Darksiders has received positive reviews. Aggregating review website Metacritic gave the Xbox 360 version 83/100, the PlayStation 3 version 82/100, and the PC version 83/100.

GameZones Dakota Grabowski gave the game an 8/10 on both PlayStation 3 and Xbox 360, saying that "THQ and Vigil Games did an outstanding job creating an intellectual property that has weight. The voice-acting is top-notch, the combat is exquisite, the replay value is high, and the world they have created is fascinating. Darksiders is a marvelous way to start out 2010". Being overall positive, IGN saw the elements of Darksiders as a combination of three separate game franchises. Devil May Cry, God of War, and The Legend of Zelda games have been used to compare to the style of Darksiders.

Aggregate score
| Aggregator | Score |
|---|---|
| Metacritic | PS3: 82/100 X360: 83/100 PC: 83/100 PS4: 81/100 XONE: 80/100 WIIU: 77/100 NS: 77/100 |

Review scores
| Publication | Score |
|---|---|
| 1Up.com | B |
| Eurogamer | 8/10 |
| Game Informer | 8.5/10 |
| GamePro | 3.5/5 |
| GameSpot | 8/10 |
| GamesRadar+ | 8/10 |
| GameZone | 8/10 |
| IGN | 9.0/10 (AU) 8.9/10 (UK) 7.8/10 (US) |
| Play | 10/10 |
| X-Play | 2.0/5 |

===Sales===
Darksiders has sold over 1 million units worldwide.

==Sequels==

THQ creative director Luis Gigliotti revealed in a 2009 interview that Darksiders would be a franchise.

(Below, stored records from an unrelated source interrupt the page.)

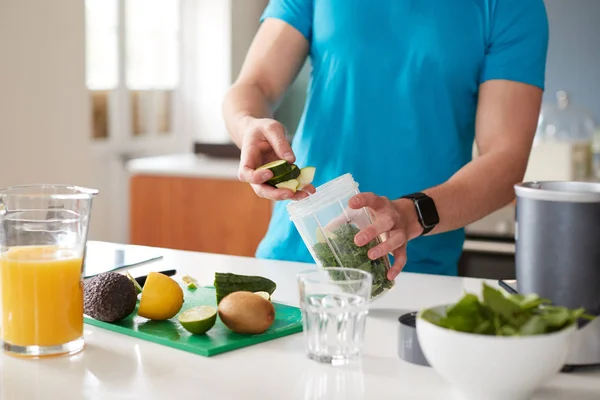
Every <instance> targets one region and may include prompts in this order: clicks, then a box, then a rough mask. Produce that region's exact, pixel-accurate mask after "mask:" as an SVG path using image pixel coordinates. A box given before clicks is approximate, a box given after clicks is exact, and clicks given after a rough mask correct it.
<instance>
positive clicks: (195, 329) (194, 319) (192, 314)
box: [178, 306, 217, 335]
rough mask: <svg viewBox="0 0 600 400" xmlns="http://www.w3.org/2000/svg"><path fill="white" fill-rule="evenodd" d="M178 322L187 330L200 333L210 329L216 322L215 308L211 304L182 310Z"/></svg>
mask: <svg viewBox="0 0 600 400" xmlns="http://www.w3.org/2000/svg"><path fill="white" fill-rule="evenodd" d="M178 319H179V323H180V324H181V326H183V327H184V328H185V329H186V330H187V331H188V332H190V333H193V334H194V335H202V334H204V333H206V332H208V331H209V330H210V328H212V327H213V326H214V325H215V322H217V309H216V308H215V307H211V306H197V307H192V308H190V309H189V310H185V311H184V312H182V313H181V314H180V315H179V317H178Z"/></svg>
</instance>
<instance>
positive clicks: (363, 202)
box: [348, 193, 388, 210]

Darksiders II was released in August 2012. War's brother, the Horseman, Death, is the protagonist of Darksiders II.

A third entry in the Darksiders series was originally planned by Vigil Games, but the fate of its franchise was threatened due to financial complications. Its parent company, THQ, filed for bankruptcy in 2012. The company's assets were sold at an auction, excluding Vigil Games, which was shut down along with the parent company, THQ. Darksiders was purchased by Nordic Games in the final transaction of THQ's assets in April 2013.

The third installment, Darksiders III, was developed by Gunfire Games, the team largely consisting of former Vigil Games employees and published by THQ Nordic. It was released on November 27, 2018. The game follows the Horseman Fury as the protagonist and is set during War's 100-year imprisonment.